We have recently described a molecular gatekeeper of the hypothalamic-pituitary-gonadal axis with the observation that G protein-coupled receptor 54 (GPR54) is required in mice and men for the pubertal onset of pulsatile luteinizing hormone (LH) and follicle-stimulating hormone (FSH) secretion to occur. In the present study, we investigate the possible central mode of action of GPR54 and kisspeptin ligand. First, we show that GPR54 transcripts are colocalized with gonadotropin-releasing hormone (GnRH) neurons in the mouse hypothalamus, suggesting that kisspeptin, the GPR54 ligand, may act directly on these neurons. Next, we show that GnRH neurons seem anatomically normal in gpr54-/- mice, and that they show projections to the median eminence, which demonstrates that the hypogonadism in gpr54-/- mice is not due to an abnormal migration of GnRH neurons (as occurs with KAL1 mutations), but that it is more likely due to a lack of GnRH release or absence of GnRH neuron stimulation. We also show that levels of kisspeptin injected i.p., which stimulate robust LH and FSH release in wild-type mice, have no effect in gpr54-/- mice, and therefore that kisspeptin acts directly and uniquely by means of GPR54 signaling for this function. Finally, we demonstrate by direct measurement, that the central administration of kisspeptin intracerebroventricularly in sheep produces a dramatic release of GnRH into the cerebrospinal fluid, with a parallel rise in serum LH, demonstrating that a key action of kisspeptin on the hypothalamo-pituitary-gonadal axis occurs directly at the level of GnRH release.

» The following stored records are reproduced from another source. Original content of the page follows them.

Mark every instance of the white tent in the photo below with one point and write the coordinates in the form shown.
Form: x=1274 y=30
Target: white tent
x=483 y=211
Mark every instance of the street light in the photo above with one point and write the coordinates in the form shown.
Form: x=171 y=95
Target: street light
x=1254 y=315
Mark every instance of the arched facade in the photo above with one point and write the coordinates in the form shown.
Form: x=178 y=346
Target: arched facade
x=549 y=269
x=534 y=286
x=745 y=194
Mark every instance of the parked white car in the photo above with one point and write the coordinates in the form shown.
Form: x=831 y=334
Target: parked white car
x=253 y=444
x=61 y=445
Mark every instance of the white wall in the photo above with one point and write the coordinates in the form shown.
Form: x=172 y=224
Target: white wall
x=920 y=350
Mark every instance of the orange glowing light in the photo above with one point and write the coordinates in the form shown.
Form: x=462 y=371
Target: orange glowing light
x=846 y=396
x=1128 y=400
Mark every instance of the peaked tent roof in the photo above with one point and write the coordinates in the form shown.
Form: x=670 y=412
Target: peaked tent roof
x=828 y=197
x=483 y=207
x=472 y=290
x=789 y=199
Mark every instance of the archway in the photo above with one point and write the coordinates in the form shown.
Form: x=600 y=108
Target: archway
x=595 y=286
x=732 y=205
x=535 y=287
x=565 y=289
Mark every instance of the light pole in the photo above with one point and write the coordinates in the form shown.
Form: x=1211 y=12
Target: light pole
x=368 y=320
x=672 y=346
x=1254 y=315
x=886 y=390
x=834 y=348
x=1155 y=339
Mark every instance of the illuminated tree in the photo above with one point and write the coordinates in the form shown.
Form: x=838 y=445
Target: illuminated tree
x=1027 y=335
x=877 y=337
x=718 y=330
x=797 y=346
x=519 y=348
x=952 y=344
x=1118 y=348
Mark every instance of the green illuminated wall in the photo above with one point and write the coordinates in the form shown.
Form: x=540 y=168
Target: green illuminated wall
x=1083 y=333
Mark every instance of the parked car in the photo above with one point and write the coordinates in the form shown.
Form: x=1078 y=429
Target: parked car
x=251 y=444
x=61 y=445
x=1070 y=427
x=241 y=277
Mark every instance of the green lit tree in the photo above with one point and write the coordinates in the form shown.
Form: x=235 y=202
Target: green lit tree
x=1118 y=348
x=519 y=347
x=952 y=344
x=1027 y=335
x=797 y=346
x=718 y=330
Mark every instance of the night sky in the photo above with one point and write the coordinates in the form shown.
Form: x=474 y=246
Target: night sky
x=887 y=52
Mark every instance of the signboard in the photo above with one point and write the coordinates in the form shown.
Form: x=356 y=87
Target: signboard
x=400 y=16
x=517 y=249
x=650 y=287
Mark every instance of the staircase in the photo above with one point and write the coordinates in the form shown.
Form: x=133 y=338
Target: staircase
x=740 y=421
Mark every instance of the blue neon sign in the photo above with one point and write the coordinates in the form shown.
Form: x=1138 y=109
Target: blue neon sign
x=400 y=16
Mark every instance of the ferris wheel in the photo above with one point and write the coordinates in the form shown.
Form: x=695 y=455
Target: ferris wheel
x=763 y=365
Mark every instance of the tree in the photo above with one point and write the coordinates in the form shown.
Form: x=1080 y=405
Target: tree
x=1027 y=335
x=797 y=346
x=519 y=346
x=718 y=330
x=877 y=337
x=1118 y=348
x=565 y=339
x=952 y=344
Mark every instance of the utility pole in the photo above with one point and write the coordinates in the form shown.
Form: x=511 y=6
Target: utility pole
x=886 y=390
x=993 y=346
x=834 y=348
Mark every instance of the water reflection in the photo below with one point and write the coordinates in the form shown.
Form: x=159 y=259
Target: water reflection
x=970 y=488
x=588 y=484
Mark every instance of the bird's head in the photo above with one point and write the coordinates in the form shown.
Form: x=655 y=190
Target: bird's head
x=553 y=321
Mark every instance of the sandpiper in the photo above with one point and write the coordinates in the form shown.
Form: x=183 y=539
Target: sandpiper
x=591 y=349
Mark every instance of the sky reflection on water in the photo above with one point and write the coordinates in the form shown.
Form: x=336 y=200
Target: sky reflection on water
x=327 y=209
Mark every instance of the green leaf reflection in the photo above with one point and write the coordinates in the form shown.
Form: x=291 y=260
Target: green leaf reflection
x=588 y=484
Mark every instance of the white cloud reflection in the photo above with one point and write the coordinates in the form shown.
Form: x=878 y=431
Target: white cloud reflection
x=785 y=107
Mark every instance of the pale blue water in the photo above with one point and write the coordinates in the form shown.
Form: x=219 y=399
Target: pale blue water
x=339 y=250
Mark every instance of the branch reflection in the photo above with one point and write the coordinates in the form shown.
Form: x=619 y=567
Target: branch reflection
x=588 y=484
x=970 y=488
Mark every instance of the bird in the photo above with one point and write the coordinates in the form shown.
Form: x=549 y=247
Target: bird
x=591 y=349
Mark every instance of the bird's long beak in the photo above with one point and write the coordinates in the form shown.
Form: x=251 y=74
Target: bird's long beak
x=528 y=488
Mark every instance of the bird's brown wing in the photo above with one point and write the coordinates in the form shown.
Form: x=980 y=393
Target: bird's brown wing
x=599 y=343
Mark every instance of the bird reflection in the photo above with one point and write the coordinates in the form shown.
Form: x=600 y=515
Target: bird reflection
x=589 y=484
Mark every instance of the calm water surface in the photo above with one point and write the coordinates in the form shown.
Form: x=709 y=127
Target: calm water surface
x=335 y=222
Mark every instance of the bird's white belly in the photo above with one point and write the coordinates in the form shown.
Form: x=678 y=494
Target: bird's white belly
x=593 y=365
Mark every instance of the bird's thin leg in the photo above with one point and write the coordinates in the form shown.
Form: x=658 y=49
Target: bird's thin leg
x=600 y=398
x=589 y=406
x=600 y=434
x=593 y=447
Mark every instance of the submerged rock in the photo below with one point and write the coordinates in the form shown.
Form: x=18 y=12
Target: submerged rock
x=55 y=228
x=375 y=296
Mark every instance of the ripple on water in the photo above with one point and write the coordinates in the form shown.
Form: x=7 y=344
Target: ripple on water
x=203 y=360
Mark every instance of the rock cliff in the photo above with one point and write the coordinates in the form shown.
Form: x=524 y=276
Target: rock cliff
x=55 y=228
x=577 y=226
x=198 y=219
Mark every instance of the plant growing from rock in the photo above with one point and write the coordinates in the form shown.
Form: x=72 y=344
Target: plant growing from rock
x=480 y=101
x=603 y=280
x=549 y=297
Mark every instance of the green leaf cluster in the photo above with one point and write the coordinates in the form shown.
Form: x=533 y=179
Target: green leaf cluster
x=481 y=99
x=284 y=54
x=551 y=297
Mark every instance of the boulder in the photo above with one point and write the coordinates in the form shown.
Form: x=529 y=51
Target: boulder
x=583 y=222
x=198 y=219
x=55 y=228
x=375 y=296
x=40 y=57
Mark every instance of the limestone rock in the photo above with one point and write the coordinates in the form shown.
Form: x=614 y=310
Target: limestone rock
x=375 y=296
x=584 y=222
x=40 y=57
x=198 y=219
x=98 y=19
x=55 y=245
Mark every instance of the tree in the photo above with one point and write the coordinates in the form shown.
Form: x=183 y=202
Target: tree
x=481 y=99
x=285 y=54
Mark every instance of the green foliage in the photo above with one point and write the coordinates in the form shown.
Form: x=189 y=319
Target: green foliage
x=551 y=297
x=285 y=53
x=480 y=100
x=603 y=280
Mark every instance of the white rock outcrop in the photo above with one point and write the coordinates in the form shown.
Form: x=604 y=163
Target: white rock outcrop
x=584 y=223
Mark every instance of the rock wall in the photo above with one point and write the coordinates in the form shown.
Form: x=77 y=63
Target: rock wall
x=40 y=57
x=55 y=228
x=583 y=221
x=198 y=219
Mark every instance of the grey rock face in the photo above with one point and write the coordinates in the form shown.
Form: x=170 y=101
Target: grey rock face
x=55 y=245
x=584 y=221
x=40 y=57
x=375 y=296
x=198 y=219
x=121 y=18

The localization and GnRH release effects of kisspeptin thus define GPR54 as a major control point in the reproductive axis and suggest kisspeptin to be a neurohormonal effector.

Fig. 1.

Localization of GPR54 to GnRH neurons. (A and B) Coronal sections from gpr54^–/– mice preoptic hypothalami, showing neurons and dendrites double stained for β-galactosidase (blue) and GnRH (brown). (C) Representative medium-power field of preoptic areas. [Scale bars: 35 μm(A), 80 μm(B), and 45 μm(C).]

Fig. 2.

GnRH neuron morphology and localization in gpr54^–/– mice. Illustrated are coronal sections showing immunostained GnRH neurons in the preoptic area (A and B) (cell bodies and processes) and the median eminence (C and D) (nerve endings) of wild-type and mutant mice. [Scale bars: 45 μm(A and B) and 75 μm(C and D).]

Fig. 3.

Effect of i.p. kisspeptin injection on LH (A) and FSH (B) release in male wild-type (+/+) and mutant (–/–) mice.

Fig. 4.

Effect of kisspeptin on LH release in sheep. Representative profiles of serum LH secretion for two experimental sheep receiving 50 nmol of kisspeptin (intracerebroventricularly) over a 4-h infusion period (Right) or control animal receiving the vehicle (Left). The arrow indicates the time of the i.v. injection of 250 ng of GnRH.

Fig. 5.

Effect of kisspeptin on GnRH and LH secretion in sheep. Shown are CSF GnRH (filled squares) and serum LH (open circles) secretory profiles for three representative sheep before and after central administration of kisspeptin (50 nmol given over a 4-h period).